Security: ferithtools/kernelradar

Security

SECURITY.md

Security policy

Reporting a vulnerability

Do not open a public GitHub issue for security findings.

Use either of these private channels:

  • GitHub Security Advisories - open a draft advisory on this repository. This is the preferred path: GitHub gates the conversation, lets us collaborate on a CVE, and produces a public advisory we can ship together with the fix.
  • Email - ferithtools@users.noreply.github.com (this is a GitHub-routed address; nothing fancy, no PGP key advertised yet - one will be added before v0.2).

Please include, at minimum:

  • the affected version (kernelradar --version output is ideal - it carries the git SHA);
  • the kernel + distribution you reproduced on;
  • a minimal repro or, if a full PoC is risky, a description of the trigger;
  • the impact you see (information disclosure, denial of service, privilege escalation, integrity bypass, etc.).

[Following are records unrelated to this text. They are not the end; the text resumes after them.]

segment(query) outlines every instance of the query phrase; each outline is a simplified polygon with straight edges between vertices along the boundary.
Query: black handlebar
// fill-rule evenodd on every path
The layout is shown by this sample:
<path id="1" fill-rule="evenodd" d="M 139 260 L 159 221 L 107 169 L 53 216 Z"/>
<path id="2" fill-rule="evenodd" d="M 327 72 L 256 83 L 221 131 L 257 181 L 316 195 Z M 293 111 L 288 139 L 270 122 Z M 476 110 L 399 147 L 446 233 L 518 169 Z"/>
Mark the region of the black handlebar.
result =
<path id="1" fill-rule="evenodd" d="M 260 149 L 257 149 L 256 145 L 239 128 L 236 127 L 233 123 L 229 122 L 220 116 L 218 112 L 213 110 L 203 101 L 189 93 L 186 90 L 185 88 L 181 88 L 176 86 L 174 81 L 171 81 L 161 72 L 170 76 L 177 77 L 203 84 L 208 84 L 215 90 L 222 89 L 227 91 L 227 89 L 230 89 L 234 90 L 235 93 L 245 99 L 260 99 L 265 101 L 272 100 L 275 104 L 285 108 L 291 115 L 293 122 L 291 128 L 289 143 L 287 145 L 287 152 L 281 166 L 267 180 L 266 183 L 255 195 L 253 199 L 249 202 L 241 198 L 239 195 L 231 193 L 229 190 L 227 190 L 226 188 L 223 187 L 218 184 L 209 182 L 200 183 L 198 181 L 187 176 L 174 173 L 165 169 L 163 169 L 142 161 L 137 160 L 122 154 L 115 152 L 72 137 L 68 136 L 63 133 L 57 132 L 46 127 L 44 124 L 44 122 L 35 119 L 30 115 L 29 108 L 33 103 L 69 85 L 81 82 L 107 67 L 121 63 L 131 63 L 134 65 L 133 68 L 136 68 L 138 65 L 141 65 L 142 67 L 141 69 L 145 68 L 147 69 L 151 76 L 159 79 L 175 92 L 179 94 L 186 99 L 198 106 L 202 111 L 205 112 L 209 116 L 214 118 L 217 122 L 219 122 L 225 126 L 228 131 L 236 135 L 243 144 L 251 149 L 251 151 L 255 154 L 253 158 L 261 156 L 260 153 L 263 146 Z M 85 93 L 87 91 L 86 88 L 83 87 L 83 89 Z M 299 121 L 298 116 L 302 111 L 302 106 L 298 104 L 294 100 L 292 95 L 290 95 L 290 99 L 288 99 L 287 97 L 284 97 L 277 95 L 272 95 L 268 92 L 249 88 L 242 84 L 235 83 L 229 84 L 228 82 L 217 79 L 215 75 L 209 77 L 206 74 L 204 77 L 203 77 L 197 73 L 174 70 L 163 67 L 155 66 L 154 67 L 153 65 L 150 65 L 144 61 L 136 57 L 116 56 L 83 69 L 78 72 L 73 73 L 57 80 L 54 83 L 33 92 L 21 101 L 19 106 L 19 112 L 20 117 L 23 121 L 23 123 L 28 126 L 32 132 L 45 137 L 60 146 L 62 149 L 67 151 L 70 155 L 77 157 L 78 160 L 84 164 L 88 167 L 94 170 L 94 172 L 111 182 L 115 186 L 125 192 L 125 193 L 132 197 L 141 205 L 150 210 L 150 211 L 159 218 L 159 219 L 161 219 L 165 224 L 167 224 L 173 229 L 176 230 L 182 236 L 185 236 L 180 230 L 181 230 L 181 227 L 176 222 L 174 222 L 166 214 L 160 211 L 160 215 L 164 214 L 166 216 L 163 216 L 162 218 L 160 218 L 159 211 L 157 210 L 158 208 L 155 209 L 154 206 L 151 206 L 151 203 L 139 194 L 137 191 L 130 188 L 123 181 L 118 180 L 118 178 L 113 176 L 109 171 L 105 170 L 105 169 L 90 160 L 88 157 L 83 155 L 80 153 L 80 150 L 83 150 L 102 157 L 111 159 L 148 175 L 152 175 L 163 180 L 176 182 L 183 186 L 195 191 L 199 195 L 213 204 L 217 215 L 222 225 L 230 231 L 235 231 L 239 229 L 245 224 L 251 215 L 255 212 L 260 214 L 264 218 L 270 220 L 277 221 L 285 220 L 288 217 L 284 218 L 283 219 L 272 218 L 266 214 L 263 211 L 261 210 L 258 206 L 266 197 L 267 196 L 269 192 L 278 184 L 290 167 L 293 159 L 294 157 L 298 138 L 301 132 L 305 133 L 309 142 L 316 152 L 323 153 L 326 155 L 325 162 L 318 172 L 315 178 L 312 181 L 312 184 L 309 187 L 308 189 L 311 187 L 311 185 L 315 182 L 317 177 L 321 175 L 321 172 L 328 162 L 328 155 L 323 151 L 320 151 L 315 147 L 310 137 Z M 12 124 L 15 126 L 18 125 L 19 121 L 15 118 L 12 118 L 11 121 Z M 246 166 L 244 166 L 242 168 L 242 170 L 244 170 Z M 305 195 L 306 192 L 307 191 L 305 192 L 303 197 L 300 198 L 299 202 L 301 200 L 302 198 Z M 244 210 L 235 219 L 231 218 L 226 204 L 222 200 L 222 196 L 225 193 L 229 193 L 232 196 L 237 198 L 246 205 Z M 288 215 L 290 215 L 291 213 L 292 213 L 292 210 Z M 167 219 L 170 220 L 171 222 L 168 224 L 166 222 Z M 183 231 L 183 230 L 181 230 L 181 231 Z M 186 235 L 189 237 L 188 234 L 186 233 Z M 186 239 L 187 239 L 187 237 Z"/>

We acknowledge reports within 3 working days for triage, and aim to ship a fix within 30 days for high-severity issues. Disclosure is coordinated: by default we publish the advisory + fix together.

Supported versions

Until v1.0 this project is pre-1.0; only the latest minor line receives security fixes. The v1.0 LTS branch (when it ships) will be maintained for 12 months.

Version Supported
master (HEAD)
v0.1.x ✅ until v0.2.0 ships
pre-v0.1.0 (development snapshots)

What's in scope

Findings we treat as security:

  • BPF program logic that gives a wrong answer in a way an attacker can leverage (false negative on actual privilege escalation, rootkit hide, suspicious connect, etc.).
  • Userspace handling of BPF events that produces a wrong attribution an attacker can game (e.g. PID-reuse race, exe-path TOCTOU, allowlist bypass).
  • Integrity-verification holes (integrity::verify accepting a tampered BPF object in strict_mode = true).
  • LSM enforcement holes (enforce_bpf / enforce_kmod / selfprotect letting through what they advertise blocking).
  • Information-disclosure surfaces - webhook URL leaks, config file world-read, baseline file world-read, pinned BPF map readability.
  • Supply-chain attacks against the release artifacts (mismatch between in-repo SHA pin and shipped tarball is a security event; see release-checksums/).

What's out of scope

  • Kernel CVEs that kernelradar happens to surface in events. Report those upstream.
  • Using kernelradar as an offensive tool. The detector library is designed to be deployed by a defender on a host they control.
  • panics in detector hot paths from genuinely malformed kernel events (these are bugs, but treated as ordinary bugs unless the panic gives an attacker a useful primitive - usually it just crashes the daemon, which then auto-restarts under systemd).
  • Findings that require pre-existing root on the target host. Once an attacker has root, kernelradar's threat model assumes they can unload BPF. The LSM selfprotect mode is a hardening hint, not a guarantee against root.

For the full threat model see docs/threat-model.md.

Coordinated disclosure

We follow responsible disclosure principles:

  1. Report → ack within 3 days.
  2. Joint analysis + patch (private GitHub Advisory).
  3. Public release of fix + advisory + credit (if you want it).
  4. CVE assignment via GitHub when appropriate.

If a public exploit lands or third-party publishes the issue before we coordinate a fix, we'll publish the advisory at that moment with whatever mitigation we have.